Microsoft has promised to deliver a Silverlight 5 beta at the Mix conference next week. The team posting is by Walid Abu-Hadba (Corporate VP of Developer and Platform Evangelism), Soma Somasegar (Senior VP or Developer Division) and Scott Guthrie (Corporate VP of .NET Developer Platform) and seems intended to clarify the company’s much-debated strategy concerning Silverlight vs HTML 5:
we have received questions from the community about the future of plug-ins, and how Silverlight is viewed as part of an overall solution set. We’ll provide clarity, background and context below
Despite the high-powered authorship though, the post tells us little. I mean, can you get vaguer than this?
HTML5 is a solution for many scenarios, and developers should make the appropriate choice based on application needs, knowing that we have a heritage and a future vision of supporting a wide variety of technologies to meet those needs.
This sentence is considered so perfectly nuanced that it is repeated at the end of the post.
If you enjoy reading between lines, there is a phrase to ponder here:
Over the coming months we’ll be particularly demonstrative of our emphasis on HTML 5, in Internet Explorer and in tools.
I’m hearing noises about Visual Studio 2012 now, and I imagine we will see some HTML 5 tooling there. I would expect it to include support for rich ASP.NET clients talking to WCF RIA Services or maybe WCF Web APIs as well as things like the ASP.NET Membership Framework; and I would expect JQuery and ASP.NET Ajax to figure strongly.
I do not think Silverlight is dead though; apart from its role in Windows Phone, we are hearing rumours about the AppX application model in Windows 8 which looks a lot like Silverlight; and I have already noted the extensive use of Silverlight in Microsoft’s own products. I would rather hear the developer division VPs discuss this aspect of Silverlight, rather than reiterate corporate angst over how it relates to HTML 5. I would also like to see a post signed by the Windows team as well as by developer division.
Although the post is on the “Silverlight Team Blog” and MIX is web-oriented, I would also like to hear what the future (or probably non-future) is for WPF.

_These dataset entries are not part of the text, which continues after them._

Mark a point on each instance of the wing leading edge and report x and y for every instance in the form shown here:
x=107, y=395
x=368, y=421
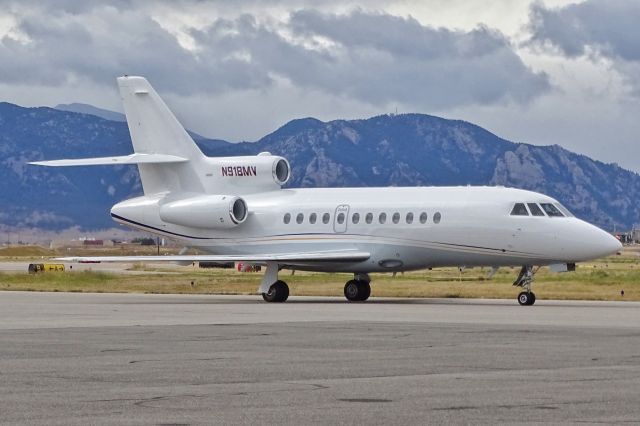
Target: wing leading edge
x=288, y=258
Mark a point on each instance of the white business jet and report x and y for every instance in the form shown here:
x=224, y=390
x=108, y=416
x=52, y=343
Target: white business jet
x=235, y=209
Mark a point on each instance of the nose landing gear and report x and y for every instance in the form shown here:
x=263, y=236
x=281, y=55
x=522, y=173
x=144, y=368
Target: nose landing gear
x=524, y=280
x=358, y=289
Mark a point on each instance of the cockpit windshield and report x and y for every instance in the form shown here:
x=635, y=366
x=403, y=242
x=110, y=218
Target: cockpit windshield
x=551, y=210
x=540, y=209
x=564, y=210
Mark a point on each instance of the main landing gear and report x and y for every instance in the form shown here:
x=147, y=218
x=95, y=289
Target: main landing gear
x=358, y=289
x=524, y=280
x=274, y=290
x=278, y=292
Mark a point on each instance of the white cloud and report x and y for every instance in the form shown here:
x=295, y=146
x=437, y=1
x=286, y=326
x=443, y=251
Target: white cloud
x=239, y=69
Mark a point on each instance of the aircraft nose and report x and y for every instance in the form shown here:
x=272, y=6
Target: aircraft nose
x=601, y=243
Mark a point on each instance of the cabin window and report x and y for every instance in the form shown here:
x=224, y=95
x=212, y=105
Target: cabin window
x=519, y=210
x=369, y=218
x=535, y=209
x=551, y=210
x=409, y=218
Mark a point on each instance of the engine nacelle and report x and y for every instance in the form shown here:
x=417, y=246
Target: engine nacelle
x=206, y=211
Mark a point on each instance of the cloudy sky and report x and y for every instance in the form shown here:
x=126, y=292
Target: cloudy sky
x=543, y=72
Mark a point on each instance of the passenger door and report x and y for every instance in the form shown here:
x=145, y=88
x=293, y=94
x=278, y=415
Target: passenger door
x=340, y=218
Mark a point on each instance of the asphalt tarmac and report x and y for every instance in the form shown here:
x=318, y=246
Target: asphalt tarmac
x=157, y=359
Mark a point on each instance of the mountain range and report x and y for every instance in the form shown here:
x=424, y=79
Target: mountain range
x=386, y=150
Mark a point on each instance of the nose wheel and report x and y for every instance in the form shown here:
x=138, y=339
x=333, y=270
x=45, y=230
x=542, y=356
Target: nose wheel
x=526, y=298
x=524, y=280
x=357, y=290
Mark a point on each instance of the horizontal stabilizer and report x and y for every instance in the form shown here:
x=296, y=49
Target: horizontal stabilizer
x=136, y=158
x=287, y=258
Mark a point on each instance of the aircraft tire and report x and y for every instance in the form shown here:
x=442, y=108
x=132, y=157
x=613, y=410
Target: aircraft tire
x=357, y=291
x=526, y=298
x=278, y=292
x=365, y=288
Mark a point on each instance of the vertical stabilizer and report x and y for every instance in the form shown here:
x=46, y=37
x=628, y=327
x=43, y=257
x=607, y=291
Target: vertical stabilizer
x=155, y=130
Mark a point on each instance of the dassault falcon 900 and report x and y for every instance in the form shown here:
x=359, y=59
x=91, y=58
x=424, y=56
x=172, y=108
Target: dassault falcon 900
x=236, y=209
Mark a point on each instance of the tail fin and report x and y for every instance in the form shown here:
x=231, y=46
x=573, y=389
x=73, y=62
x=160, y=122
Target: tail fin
x=155, y=130
x=167, y=158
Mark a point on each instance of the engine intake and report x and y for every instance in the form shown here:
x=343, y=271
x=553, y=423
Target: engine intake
x=206, y=211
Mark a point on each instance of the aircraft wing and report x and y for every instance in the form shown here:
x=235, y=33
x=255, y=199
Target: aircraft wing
x=136, y=158
x=285, y=258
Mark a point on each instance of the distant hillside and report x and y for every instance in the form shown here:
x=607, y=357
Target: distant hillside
x=90, y=109
x=399, y=150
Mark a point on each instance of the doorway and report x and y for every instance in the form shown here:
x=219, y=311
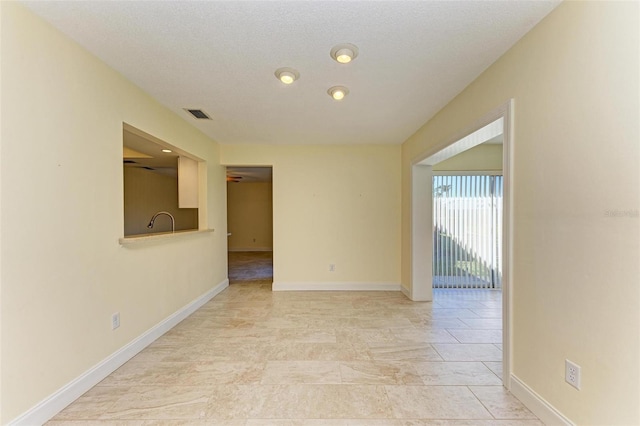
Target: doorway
x=493, y=124
x=250, y=225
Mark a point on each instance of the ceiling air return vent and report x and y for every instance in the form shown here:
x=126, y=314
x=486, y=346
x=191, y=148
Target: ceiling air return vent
x=198, y=113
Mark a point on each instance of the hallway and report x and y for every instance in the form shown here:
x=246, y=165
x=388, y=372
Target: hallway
x=254, y=357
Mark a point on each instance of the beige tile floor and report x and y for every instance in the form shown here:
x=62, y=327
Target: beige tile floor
x=254, y=357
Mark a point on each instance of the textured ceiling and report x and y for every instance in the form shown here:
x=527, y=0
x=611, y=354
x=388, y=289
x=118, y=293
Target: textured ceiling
x=221, y=57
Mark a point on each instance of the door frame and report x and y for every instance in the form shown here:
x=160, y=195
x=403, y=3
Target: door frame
x=422, y=219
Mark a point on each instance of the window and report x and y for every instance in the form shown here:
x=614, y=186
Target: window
x=161, y=185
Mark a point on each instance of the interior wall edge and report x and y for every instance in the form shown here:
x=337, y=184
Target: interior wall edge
x=546, y=412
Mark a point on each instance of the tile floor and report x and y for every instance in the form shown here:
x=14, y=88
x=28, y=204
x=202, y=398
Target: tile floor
x=253, y=357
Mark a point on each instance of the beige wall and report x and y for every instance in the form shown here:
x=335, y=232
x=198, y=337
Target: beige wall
x=249, y=216
x=146, y=193
x=486, y=158
x=63, y=270
x=332, y=204
x=574, y=79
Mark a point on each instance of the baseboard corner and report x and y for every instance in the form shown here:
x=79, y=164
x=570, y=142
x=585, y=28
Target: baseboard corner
x=60, y=399
x=546, y=412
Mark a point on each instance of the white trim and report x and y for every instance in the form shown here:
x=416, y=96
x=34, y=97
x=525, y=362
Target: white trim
x=546, y=412
x=335, y=286
x=56, y=402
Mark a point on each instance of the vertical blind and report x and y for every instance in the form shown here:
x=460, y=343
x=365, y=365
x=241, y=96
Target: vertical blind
x=467, y=221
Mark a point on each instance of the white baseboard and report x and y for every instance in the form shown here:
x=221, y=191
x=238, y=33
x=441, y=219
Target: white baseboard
x=406, y=292
x=546, y=412
x=64, y=396
x=335, y=286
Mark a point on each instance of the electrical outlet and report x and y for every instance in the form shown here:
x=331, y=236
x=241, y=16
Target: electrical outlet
x=115, y=320
x=572, y=374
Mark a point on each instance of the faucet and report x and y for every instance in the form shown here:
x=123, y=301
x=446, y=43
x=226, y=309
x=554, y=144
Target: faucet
x=153, y=219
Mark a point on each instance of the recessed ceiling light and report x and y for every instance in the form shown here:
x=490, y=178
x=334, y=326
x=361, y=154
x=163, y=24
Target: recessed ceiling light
x=338, y=92
x=344, y=53
x=287, y=75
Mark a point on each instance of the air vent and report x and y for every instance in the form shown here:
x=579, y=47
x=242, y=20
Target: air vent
x=198, y=113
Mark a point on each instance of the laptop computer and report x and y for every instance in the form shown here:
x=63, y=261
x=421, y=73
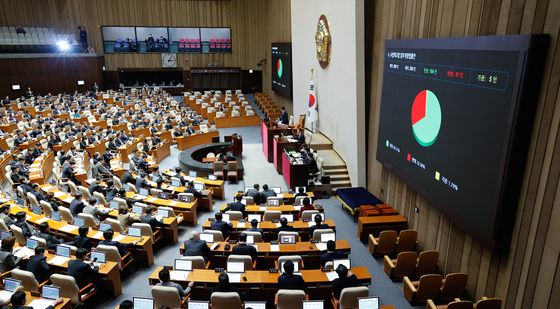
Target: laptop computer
x=180, y=264
x=143, y=303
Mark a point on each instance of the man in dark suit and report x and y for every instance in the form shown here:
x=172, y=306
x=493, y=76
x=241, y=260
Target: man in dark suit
x=243, y=248
x=37, y=264
x=331, y=253
x=108, y=241
x=219, y=225
x=196, y=247
x=346, y=279
x=81, y=271
x=237, y=205
x=289, y=281
x=149, y=219
x=77, y=206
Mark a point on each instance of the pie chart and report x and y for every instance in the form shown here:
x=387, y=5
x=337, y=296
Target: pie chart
x=426, y=118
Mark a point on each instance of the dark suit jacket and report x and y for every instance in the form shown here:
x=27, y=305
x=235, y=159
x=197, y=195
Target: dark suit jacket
x=81, y=272
x=37, y=264
x=291, y=282
x=197, y=248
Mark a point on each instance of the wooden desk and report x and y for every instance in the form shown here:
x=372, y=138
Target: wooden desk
x=184, y=142
x=374, y=225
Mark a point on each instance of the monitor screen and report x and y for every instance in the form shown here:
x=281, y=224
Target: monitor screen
x=50, y=292
x=100, y=256
x=63, y=251
x=368, y=303
x=209, y=238
x=328, y=236
x=182, y=265
x=235, y=267
x=142, y=303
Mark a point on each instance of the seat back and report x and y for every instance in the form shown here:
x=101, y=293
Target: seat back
x=427, y=263
x=349, y=296
x=428, y=287
x=387, y=242
x=68, y=287
x=270, y=215
x=27, y=278
x=454, y=286
x=65, y=214
x=318, y=232
x=406, y=241
x=166, y=296
x=290, y=299
x=406, y=263
x=246, y=259
x=229, y=300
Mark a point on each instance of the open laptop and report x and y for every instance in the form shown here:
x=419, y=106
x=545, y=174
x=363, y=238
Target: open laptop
x=255, y=305
x=313, y=304
x=143, y=303
x=288, y=239
x=192, y=304
x=371, y=302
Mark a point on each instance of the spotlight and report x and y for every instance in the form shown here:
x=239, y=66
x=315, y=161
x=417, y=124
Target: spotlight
x=63, y=46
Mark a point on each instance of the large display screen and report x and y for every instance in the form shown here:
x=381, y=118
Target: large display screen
x=450, y=110
x=282, y=69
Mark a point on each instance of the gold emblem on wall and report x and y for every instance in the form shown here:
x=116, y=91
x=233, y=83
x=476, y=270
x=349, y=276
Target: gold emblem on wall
x=323, y=42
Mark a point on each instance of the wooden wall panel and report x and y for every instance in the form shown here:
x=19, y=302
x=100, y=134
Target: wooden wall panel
x=528, y=276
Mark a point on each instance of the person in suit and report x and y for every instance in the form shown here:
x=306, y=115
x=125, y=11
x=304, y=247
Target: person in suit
x=45, y=233
x=165, y=280
x=237, y=205
x=150, y=219
x=331, y=253
x=108, y=241
x=7, y=260
x=19, y=299
x=77, y=206
x=346, y=279
x=289, y=281
x=37, y=264
x=318, y=224
x=219, y=225
x=82, y=241
x=196, y=247
x=80, y=270
x=243, y=248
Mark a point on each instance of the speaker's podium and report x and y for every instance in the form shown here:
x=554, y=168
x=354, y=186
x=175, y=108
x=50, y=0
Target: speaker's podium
x=295, y=172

When are they going to address the rumors about “Jupiter”?
Vic
Silverlight may live on as a mobile app platform, but as a web app platform it is dead at Microsoft’s own hands. Microsoft doesn’t seem to understand that almost no one is going to choose an essentially Windows-only platform for implementing RIAs. Microsoft has effectively conceded the plug-in based web app segment (i.e., web apps HTML 5 can’t handle) to Flash. And they did it without ever giving Silverlight a real chance (Silverlight 4 was the first Silverlight version comparable to Flash).
The Silverlight wish list now shows the “more platforms” wish increase its lead to almost double the number of votes as the next most popular wish. And still, Microsoft refuses to listen.
Not only as a mobile app platform, but as a Windows app platform I think.